Greater free time does not always imply more happiness.

Mogilner Holmes and colleagues used two surveys and two studies to evaluate the relationship between spare time and pleasure and wellbeing.

They began by reviewing poll answers from over 21,000 Americans who replied to questions on how they spend their time. Participants provided thorough accounts of what they did in the previous 24 hours, including how much time they spent on each task and their overall sense of well-being.

Researchers discovered that free time and happiness were favorably related until around two days of free time, and then began to drop.

The researchers next examined data obtained from over 13,000 working Americans, who were asked about their leisure time and also their general feeling of well-being. Again, they discovered that having more downtime was advantageous only to a point. More time did not lead to more happiness.

Survey results, while valuable, sometimes have limits. As a result, they devised online studies to see whether they could replicate the findings.

They enlisted the help of around 6,000 people, who were tasked with imagining various lots of free leisure during the day. Throughout, participants were asked to indicate how they would think in these circumstances in order to estimate their likely level of happiness.

Participants in the second experiment were also instructed to envision spending their spare time on either “useful” or “unproductive” activities (such as working out, hobbies, or jogging) (like watching television or using the computer).

Again, having far too much free time was equally damaging to happiness as not having enough. Those at the bottom were anxious because they didn’t have time to do activities that filled out their lives or provided them a sense of purpose.

Those with more free time, on the other hand, were concerned about not being active enough. People who scored midway in the center were ultimately happier.
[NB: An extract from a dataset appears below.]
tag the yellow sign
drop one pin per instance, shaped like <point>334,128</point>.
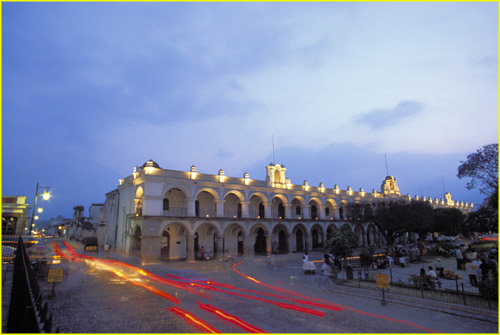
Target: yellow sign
<point>55,275</point>
<point>382,280</point>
However, the second study revealed to researchers that engaging in “useful” activities, such as playing an instrument or watching fitness videos that make you feel good, made people feel better even when they had more than enough spare time. This was not true for individuals who used it for “unproductive” purposes.

Striking a balance is essential

According to Mogilner Holmes, the data reveals two significant forces. There are two types of time effects: “too little time impact” and “too much taper fade.” The former is motivated by stress, while the latter is motivated by a feeling of purpose.
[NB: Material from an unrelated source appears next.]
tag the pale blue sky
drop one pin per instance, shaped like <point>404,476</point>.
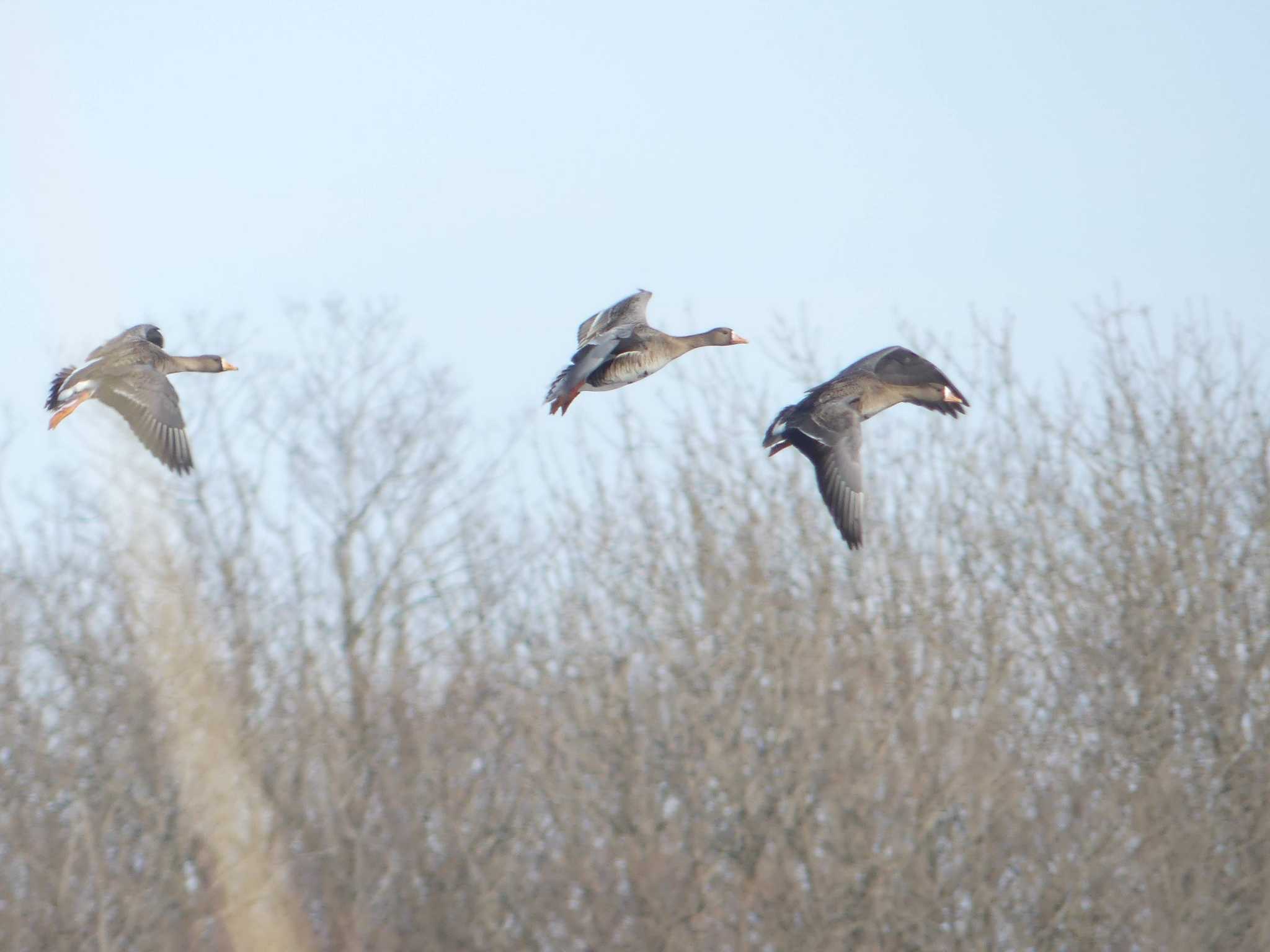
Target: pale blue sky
<point>502,170</point>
“It’s a basic discovery,” she adds, referring to her own interest.

Mogilner Holmes has days when she wonders if she would be happy if she just stopped everything. “As someone with a full-time job, two small children, a spouse who also works, and trying to keep healthy,” she says. However, the data implies that the extremes are unlikely.

“It’s about day in and day out,” she continues. Instead of addressing time with an all-or-nothing perspective, people should aim to balance all of their tasks and leisure time across a longer period of time.”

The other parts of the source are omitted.